Thursday, August 25, 2011

Dead stop. So close to Spokane.

Let's move this story along, and stop it at the same time.

Everyone needs perspective from time to time.

Such is the case with our intrepid travelers. One step forward, two steps back.

But I don't want to get ahead of myself...

After a good night's sleep and some perspective, Maisie and Stella's sites were set on Spokane.

One step closer to the coast.

They were so close. One city closer to their destination.

Palpable ghosts flew behind the Dart as they left Missoula, fresh from the memory of Bozeman.

They were motivated.

But like anything unsavory, like a bill that's overdue or questionable diagnosis that requires further testing, they didn't anticipate the blowout.

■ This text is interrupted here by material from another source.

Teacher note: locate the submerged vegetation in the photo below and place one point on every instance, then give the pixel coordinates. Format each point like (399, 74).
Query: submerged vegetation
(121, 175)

It was lucky, really, that Stella was a cautious driver. She felt the thwap-thwap-thwap sound of the tire before she and Maisie heard it.

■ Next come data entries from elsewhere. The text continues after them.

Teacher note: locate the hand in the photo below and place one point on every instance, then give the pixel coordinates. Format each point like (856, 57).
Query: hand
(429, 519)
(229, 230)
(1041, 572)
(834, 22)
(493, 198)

They were so close to Spokane when the tire blew; so close to unlocking the mystery of Carrie Wilder, so intent on leaving the past where it belonged.

Way back there in Bozeman.

"What in the living hell is that sound?"

Maisie said it as Stella felt it.

"I think we have a problem." Stella didn't show her worry.

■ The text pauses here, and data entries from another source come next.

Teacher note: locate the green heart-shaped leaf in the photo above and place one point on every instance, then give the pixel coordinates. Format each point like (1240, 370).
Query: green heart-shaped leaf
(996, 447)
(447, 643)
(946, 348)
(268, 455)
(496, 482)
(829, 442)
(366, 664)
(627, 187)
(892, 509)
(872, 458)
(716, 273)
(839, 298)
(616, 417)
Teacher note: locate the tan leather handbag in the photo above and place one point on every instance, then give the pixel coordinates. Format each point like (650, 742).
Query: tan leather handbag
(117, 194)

They came to a slow crawl, and they both knew, without saying a thing,  they'd be sidelined for a while.

Their lack of movement was unsettling, but necessary.

Maisie did what she did best. She feigned a certain desperation by the side of the road, as Stella worked to unhook the flattened tire from its very firm resting place.

That's when Bob drove by.

Bob was a drifter. Some might say he was unsavory.

But Bob didn't drift past the Dart.

Stopping was reflexive, really. He understood what he had to give. Bob was no savior, but he knew when his services were needed. He had a car, and these old ladies were obviously struggling.

He knew what it was like, to struggle.

Bob's was a much more humble ride than the Dart. His Impala was taped together, literally, with the duct variety, and a prayer.

But at this point, Bob seemed to be in a better place than the two women he saw by the side of the road.

Admittedly, he was an opportunist.

But there was something genuine, something sincere that compelled him to stop. These two old women seemed to need help.

And Bob was in a position to do just that.